Même s’elles essaient, c’est difficile pour elles. Mais on n’a pas non plus envie que tout tourne autour du cancer. C’est la raison pour laquelle c’est bien d’avoir une plateforme sur laquelle je peux parler de mes préoccupations. En parallèle, j’ai aussi la possibilité de parler dans la vie de tous les jours d’autres choses agréables avec mes amis et de ne pas laisser le cancer contrôler ma vie. Je pense en effet qu’il est important de ne pas se focaliser uniquement sur la maladie, mais d’essayer également de reprendre une vie normale.

Vous voulez dire que vous conseilleriez également aux autres personnes concernées par le cancer de rechercher le dialogue ?

Oui.
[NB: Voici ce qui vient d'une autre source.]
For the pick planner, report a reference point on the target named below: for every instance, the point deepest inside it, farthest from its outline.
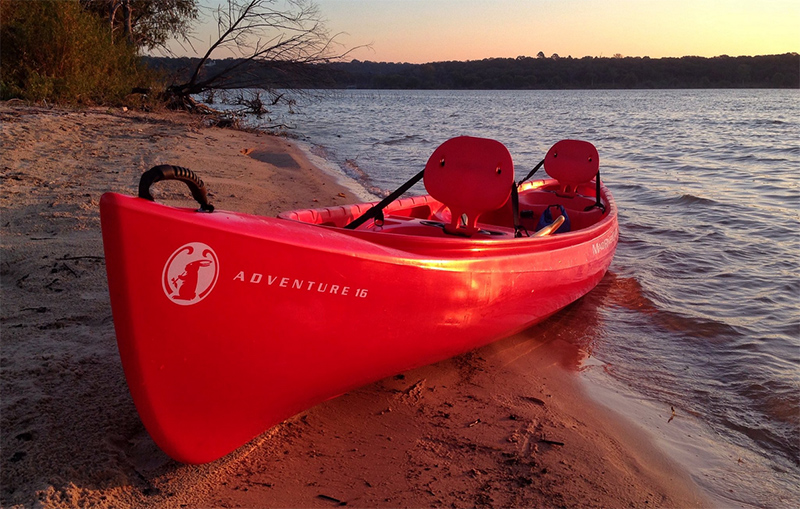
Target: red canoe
(229, 323)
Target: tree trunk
(126, 5)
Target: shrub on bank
(54, 50)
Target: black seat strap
(377, 209)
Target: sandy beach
(504, 426)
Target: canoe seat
(469, 176)
(571, 163)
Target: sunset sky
(421, 31)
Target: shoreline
(506, 425)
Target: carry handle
(169, 172)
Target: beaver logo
(190, 273)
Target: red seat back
(572, 162)
(470, 176)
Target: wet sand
(504, 426)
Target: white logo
(190, 273)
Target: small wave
(690, 199)
(410, 138)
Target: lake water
(700, 311)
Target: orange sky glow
(420, 31)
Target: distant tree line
(769, 71)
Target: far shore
(507, 425)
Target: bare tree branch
(282, 37)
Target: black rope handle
(169, 172)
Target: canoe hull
(228, 324)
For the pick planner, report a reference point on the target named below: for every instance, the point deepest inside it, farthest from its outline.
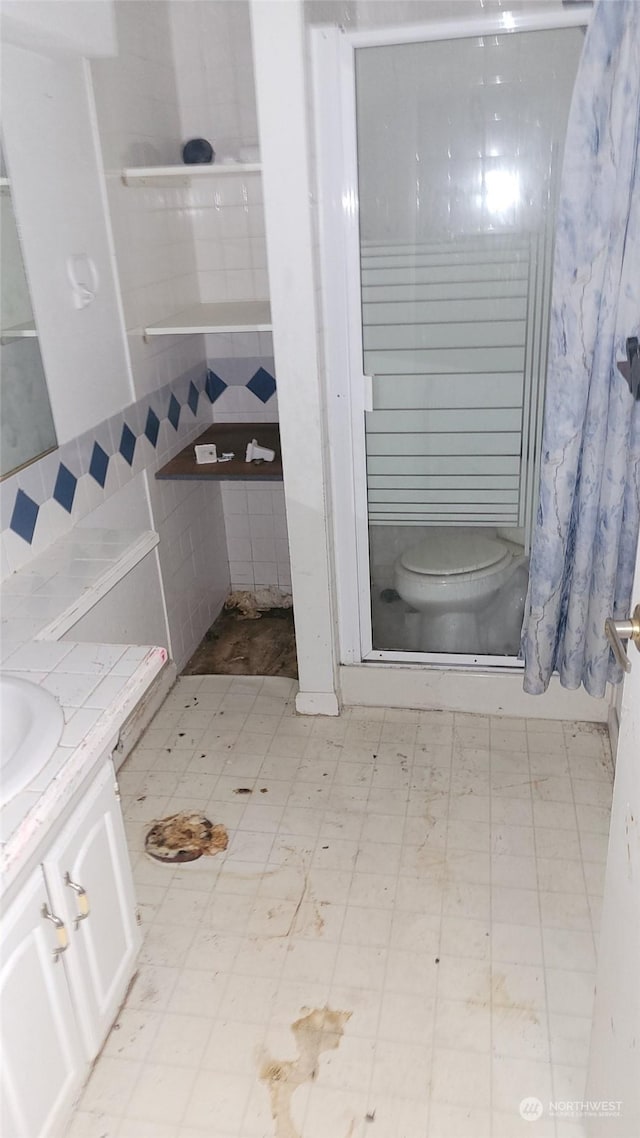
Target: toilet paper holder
(259, 453)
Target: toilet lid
(453, 552)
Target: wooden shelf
(229, 437)
(228, 316)
(183, 173)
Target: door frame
(349, 390)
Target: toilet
(452, 578)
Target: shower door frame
(349, 390)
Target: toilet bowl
(451, 578)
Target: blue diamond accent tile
(98, 464)
(214, 386)
(173, 414)
(263, 385)
(128, 444)
(193, 397)
(64, 491)
(24, 517)
(152, 427)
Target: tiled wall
(228, 224)
(256, 535)
(71, 485)
(139, 125)
(214, 73)
(244, 390)
(173, 245)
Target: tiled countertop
(97, 685)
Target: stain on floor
(318, 1031)
(185, 838)
(236, 646)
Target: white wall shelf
(24, 331)
(183, 173)
(227, 316)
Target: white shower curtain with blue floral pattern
(584, 541)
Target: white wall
(281, 100)
(58, 198)
(216, 100)
(66, 27)
(282, 84)
(214, 72)
(139, 120)
(139, 124)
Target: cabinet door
(42, 1058)
(91, 855)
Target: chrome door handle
(617, 631)
(60, 932)
(82, 900)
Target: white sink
(31, 725)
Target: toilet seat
(457, 555)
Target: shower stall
(439, 159)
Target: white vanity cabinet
(70, 942)
(42, 1057)
(89, 880)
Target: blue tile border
(24, 517)
(64, 491)
(99, 464)
(193, 397)
(262, 384)
(214, 386)
(173, 413)
(152, 427)
(128, 444)
(91, 453)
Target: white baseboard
(317, 703)
(141, 716)
(457, 690)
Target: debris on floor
(252, 603)
(318, 1031)
(247, 648)
(185, 838)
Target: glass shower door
(459, 150)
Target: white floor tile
(425, 873)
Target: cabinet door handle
(60, 932)
(82, 899)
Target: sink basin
(31, 725)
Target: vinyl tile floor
(399, 941)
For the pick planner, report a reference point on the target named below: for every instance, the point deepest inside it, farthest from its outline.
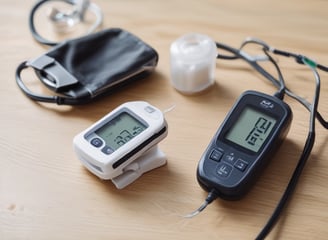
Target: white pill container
(192, 63)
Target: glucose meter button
(216, 155)
(241, 165)
(223, 170)
(97, 142)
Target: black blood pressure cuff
(79, 70)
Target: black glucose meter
(123, 144)
(243, 144)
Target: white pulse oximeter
(123, 144)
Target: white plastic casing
(101, 164)
(193, 58)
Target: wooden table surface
(46, 193)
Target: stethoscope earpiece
(64, 22)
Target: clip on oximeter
(123, 144)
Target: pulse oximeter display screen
(120, 130)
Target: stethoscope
(64, 22)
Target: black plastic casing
(235, 169)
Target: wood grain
(45, 193)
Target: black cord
(237, 55)
(300, 165)
(313, 115)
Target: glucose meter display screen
(251, 129)
(120, 130)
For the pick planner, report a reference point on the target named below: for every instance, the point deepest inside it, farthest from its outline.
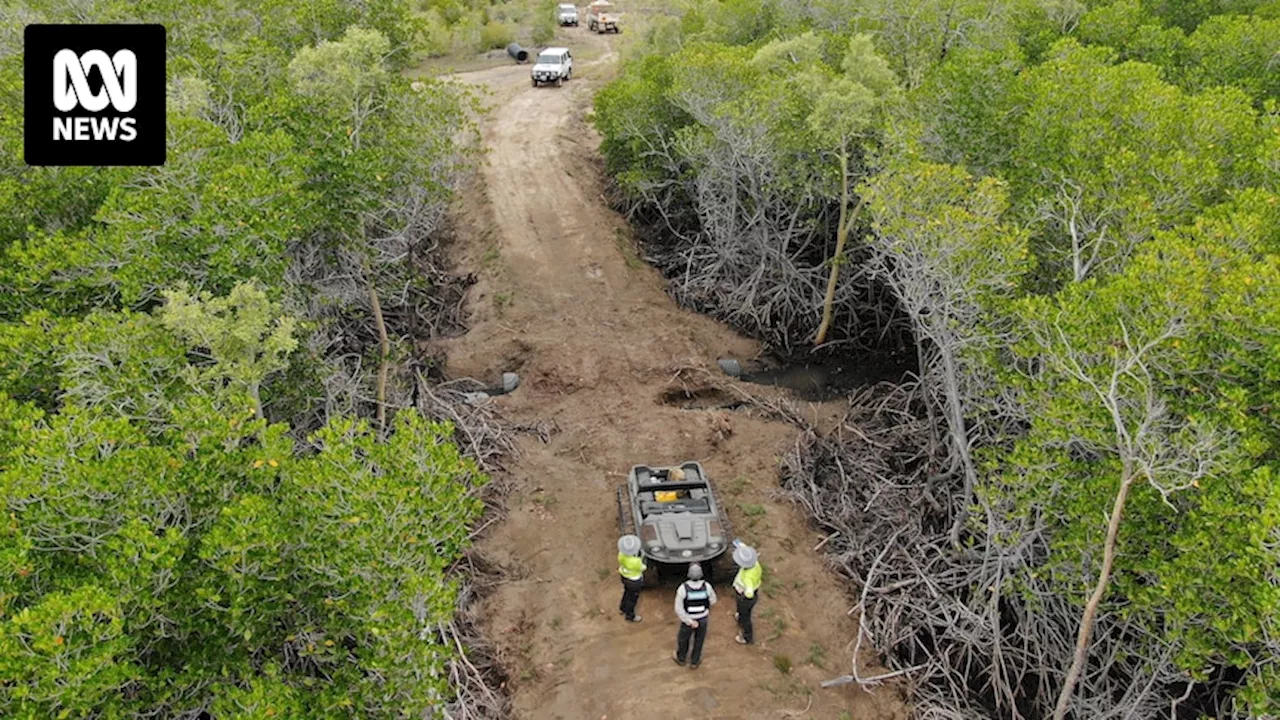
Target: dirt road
(562, 296)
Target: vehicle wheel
(626, 520)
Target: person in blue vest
(694, 601)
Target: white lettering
(105, 127)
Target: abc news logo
(95, 95)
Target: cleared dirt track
(597, 341)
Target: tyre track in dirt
(561, 296)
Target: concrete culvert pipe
(731, 367)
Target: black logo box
(44, 41)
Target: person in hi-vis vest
(631, 568)
(745, 586)
(694, 601)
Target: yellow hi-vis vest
(748, 579)
(631, 566)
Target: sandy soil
(562, 297)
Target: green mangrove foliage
(1073, 208)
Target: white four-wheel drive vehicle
(602, 17)
(553, 64)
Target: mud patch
(700, 399)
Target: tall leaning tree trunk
(1100, 591)
(385, 346)
(841, 237)
(959, 437)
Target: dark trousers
(630, 595)
(698, 633)
(744, 614)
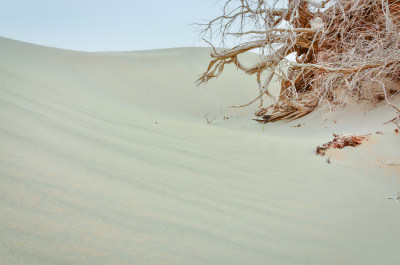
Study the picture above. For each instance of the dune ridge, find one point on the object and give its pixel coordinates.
(106, 158)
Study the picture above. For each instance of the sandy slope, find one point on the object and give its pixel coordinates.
(106, 158)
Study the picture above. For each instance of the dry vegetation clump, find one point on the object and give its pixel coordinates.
(341, 141)
(343, 49)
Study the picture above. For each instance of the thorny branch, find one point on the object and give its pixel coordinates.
(343, 49)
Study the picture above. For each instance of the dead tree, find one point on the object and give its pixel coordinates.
(343, 49)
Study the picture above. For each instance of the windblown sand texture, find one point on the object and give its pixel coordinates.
(107, 158)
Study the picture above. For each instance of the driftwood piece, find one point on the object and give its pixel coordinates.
(343, 49)
(341, 141)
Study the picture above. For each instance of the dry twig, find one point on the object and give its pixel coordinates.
(343, 48)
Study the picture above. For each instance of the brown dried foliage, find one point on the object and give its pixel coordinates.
(341, 141)
(343, 48)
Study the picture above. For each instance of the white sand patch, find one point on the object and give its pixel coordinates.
(106, 158)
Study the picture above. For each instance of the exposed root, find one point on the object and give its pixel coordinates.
(341, 141)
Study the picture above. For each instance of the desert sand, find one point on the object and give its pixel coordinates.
(107, 158)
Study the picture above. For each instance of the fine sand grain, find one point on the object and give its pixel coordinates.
(107, 158)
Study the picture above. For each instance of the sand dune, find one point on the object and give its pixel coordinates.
(106, 158)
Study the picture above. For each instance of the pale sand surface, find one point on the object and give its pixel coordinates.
(106, 158)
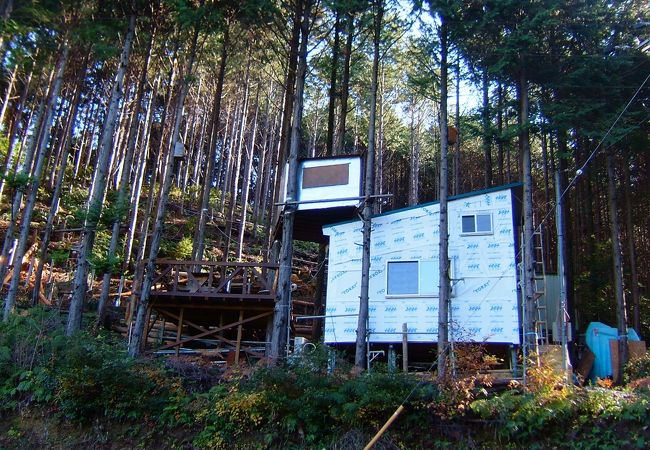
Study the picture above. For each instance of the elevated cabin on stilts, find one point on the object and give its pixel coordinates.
(485, 307)
(221, 308)
(328, 191)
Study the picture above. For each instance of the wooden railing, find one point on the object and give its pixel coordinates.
(211, 279)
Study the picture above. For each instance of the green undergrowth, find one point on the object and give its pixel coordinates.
(85, 392)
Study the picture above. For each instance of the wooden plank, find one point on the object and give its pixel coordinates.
(217, 330)
(239, 332)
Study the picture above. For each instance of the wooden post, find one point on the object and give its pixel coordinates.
(239, 331)
(405, 348)
(179, 331)
(388, 423)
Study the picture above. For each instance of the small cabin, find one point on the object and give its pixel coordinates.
(328, 191)
(403, 284)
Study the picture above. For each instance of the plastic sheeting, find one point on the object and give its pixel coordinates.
(484, 304)
(598, 337)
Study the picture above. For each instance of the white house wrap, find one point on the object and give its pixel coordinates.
(404, 272)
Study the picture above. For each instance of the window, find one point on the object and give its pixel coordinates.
(476, 223)
(403, 277)
(412, 278)
(324, 176)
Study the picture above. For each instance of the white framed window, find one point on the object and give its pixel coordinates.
(480, 223)
(412, 278)
(402, 278)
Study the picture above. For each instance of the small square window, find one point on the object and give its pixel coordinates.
(402, 278)
(469, 225)
(476, 223)
(483, 223)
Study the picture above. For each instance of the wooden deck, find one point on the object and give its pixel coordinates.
(222, 307)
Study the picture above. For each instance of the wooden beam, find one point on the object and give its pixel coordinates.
(239, 331)
(179, 330)
(213, 332)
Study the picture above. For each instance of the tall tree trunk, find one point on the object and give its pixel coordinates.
(331, 108)
(250, 153)
(443, 262)
(530, 335)
(25, 225)
(379, 163)
(369, 183)
(96, 197)
(281, 314)
(456, 190)
(66, 144)
(289, 95)
(487, 138)
(5, 102)
(21, 172)
(631, 249)
(414, 178)
(156, 236)
(215, 124)
(237, 167)
(121, 201)
(617, 260)
(339, 139)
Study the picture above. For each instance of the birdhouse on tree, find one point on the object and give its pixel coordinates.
(328, 191)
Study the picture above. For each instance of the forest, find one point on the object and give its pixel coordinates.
(133, 130)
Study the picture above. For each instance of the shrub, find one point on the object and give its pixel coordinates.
(638, 368)
(85, 376)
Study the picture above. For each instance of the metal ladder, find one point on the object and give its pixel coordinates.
(539, 280)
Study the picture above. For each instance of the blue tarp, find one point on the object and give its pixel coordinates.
(598, 337)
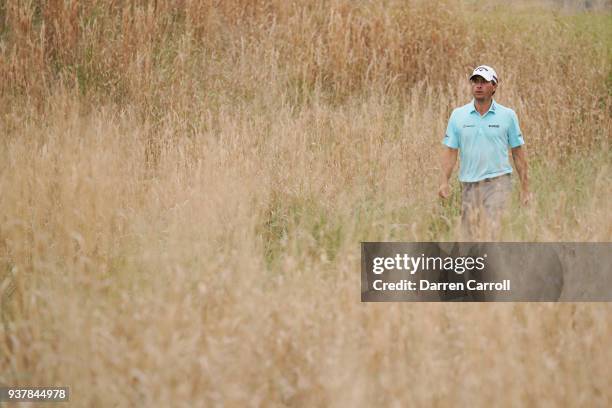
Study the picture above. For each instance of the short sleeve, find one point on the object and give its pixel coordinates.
(451, 138)
(515, 137)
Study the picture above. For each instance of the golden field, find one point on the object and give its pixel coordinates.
(184, 186)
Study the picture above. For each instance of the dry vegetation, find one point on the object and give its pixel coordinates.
(184, 186)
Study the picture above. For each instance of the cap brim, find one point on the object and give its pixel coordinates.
(492, 79)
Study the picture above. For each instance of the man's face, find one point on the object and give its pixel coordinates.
(482, 89)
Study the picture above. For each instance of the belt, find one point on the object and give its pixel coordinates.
(487, 180)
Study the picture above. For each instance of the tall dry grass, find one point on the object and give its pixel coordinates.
(184, 186)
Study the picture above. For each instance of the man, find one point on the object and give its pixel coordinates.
(481, 132)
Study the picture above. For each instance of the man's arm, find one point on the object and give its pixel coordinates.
(519, 155)
(449, 158)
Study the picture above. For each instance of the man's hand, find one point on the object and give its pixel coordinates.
(444, 191)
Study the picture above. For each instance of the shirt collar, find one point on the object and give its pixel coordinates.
(491, 108)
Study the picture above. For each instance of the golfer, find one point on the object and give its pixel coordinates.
(481, 132)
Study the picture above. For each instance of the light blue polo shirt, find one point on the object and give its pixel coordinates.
(483, 140)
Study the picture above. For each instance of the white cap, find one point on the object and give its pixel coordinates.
(486, 72)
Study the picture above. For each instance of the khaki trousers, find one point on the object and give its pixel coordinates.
(482, 206)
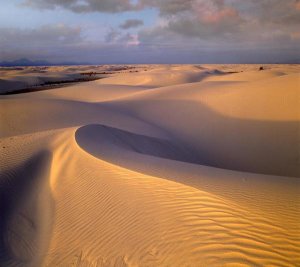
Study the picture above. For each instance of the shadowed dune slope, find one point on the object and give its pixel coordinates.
(168, 166)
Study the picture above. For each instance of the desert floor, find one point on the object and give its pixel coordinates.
(151, 165)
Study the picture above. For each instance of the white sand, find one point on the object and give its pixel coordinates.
(167, 166)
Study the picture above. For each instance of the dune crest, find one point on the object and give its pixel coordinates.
(152, 166)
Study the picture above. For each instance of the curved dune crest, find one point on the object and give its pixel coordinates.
(162, 173)
(105, 141)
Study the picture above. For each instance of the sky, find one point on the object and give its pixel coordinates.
(151, 31)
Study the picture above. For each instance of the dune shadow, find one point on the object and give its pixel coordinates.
(216, 140)
(26, 207)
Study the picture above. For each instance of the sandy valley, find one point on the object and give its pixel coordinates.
(150, 165)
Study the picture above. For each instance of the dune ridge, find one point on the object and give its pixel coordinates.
(150, 169)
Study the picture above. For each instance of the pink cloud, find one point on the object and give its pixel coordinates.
(220, 15)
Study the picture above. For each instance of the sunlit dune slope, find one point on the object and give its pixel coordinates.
(180, 171)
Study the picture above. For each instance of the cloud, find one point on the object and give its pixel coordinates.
(131, 23)
(83, 6)
(184, 29)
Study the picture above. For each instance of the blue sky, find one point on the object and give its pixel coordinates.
(154, 31)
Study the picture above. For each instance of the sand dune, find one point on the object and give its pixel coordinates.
(167, 166)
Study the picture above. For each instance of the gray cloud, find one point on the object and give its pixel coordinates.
(131, 23)
(109, 6)
(186, 31)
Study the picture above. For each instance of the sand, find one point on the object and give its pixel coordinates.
(158, 165)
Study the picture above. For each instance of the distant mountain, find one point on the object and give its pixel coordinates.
(26, 62)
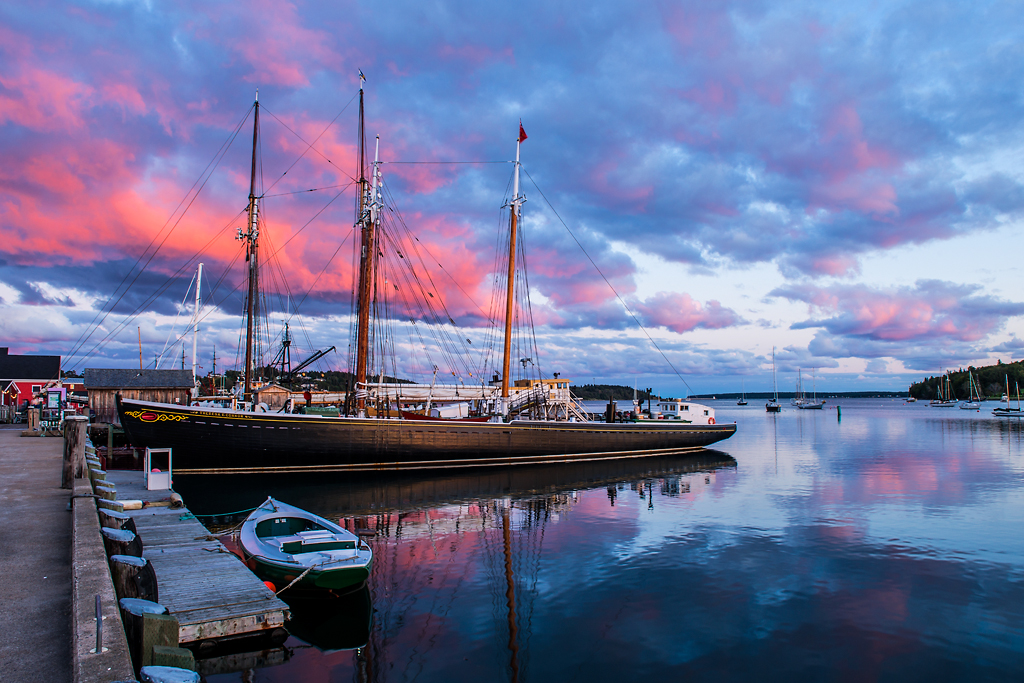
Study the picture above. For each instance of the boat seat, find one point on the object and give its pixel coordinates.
(315, 534)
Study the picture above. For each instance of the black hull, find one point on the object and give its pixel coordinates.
(212, 441)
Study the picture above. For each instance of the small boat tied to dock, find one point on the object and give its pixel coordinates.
(300, 552)
(531, 420)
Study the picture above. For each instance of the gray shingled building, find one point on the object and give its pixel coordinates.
(163, 386)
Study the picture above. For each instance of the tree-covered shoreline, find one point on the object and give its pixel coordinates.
(990, 379)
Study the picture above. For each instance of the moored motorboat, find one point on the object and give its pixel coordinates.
(286, 545)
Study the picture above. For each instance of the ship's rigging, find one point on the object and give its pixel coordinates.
(394, 290)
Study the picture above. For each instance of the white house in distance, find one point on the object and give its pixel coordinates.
(25, 377)
(686, 411)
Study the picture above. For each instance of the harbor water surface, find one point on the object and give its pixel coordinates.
(884, 546)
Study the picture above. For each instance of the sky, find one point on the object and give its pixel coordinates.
(705, 181)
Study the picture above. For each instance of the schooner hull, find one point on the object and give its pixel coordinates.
(213, 440)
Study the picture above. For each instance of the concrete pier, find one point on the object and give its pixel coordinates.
(35, 564)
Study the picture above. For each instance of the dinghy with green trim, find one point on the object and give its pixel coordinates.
(283, 545)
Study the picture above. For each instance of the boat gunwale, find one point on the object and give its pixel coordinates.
(638, 426)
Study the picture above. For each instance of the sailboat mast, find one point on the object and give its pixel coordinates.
(514, 214)
(199, 281)
(774, 383)
(368, 254)
(252, 306)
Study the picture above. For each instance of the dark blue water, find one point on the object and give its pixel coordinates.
(886, 546)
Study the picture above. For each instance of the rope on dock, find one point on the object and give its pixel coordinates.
(227, 514)
(297, 580)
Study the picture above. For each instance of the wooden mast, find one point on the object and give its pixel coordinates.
(514, 213)
(251, 236)
(367, 257)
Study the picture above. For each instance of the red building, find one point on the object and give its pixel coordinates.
(25, 377)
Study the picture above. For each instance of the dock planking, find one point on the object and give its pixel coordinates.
(209, 590)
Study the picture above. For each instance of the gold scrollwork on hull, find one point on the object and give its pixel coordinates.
(150, 416)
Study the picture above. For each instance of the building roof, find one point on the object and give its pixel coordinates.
(29, 367)
(98, 378)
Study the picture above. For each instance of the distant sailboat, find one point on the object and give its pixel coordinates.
(945, 397)
(972, 403)
(813, 403)
(1009, 412)
(773, 406)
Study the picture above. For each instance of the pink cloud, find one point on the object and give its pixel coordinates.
(930, 310)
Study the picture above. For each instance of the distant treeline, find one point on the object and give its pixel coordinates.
(991, 379)
(605, 391)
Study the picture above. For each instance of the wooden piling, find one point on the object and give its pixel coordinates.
(133, 578)
(74, 452)
(117, 519)
(121, 543)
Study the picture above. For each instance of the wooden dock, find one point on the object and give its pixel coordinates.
(213, 595)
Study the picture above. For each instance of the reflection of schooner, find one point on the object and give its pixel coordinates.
(373, 432)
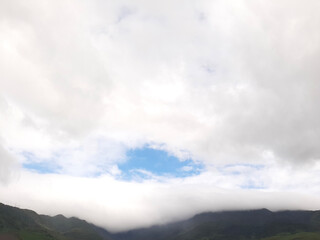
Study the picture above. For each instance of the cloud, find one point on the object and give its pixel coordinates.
(8, 166)
(224, 81)
(231, 85)
(119, 205)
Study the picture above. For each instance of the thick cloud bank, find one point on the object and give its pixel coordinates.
(233, 85)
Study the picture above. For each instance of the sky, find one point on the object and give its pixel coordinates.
(134, 113)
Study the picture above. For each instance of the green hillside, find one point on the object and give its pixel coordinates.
(28, 225)
(21, 224)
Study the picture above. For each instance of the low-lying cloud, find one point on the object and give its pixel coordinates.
(228, 84)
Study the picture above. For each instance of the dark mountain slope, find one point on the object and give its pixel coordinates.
(21, 224)
(27, 224)
(254, 224)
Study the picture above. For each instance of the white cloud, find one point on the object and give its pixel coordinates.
(227, 83)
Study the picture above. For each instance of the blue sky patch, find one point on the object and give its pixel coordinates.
(144, 161)
(34, 164)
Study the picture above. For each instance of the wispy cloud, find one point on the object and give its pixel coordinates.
(231, 86)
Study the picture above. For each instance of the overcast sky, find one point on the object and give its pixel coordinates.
(129, 113)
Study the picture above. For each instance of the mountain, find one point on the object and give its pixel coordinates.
(28, 225)
(260, 224)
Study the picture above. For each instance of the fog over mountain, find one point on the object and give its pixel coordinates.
(132, 113)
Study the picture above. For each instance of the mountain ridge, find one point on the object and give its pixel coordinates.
(258, 224)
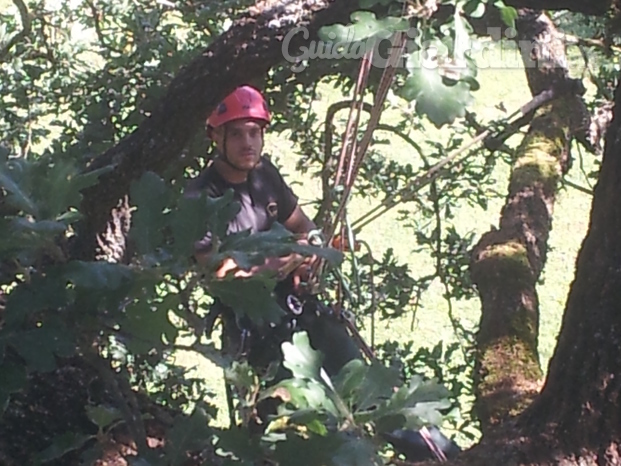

C’est super quand on en a la possibilité, par exemple dans le cadre d’associations d’entraide. Cela ne doit pas forcément se faire par le biais des réseaux sociaux. Je connais aussi énormément de personnes qui n’en parlent à personne, ni en public, ni avec leurs proches. Elles sont d’autant plus heureuses de me trouver sur Instagram et savent qu’elles peuvent y exprimer librement leurs interrogations et leurs pensées, ne sachant pas quoi en faire, et leur entourage ne les comprenant pas non plus.

Tout le monde n’a pas une relation ou un couple stable et ne trouve pas la compréhension nécessaire dans leur entourage. Il est alors préférable d’avoir la possibilité d’échanger. De trouver comme moi un endroit où partager ses sentiments et se sentir compris. On peut alors à nouveau discuter d’autres sujets avec ses proches dans la vie de tous les jours et parvenir à un équilibre bénéfique.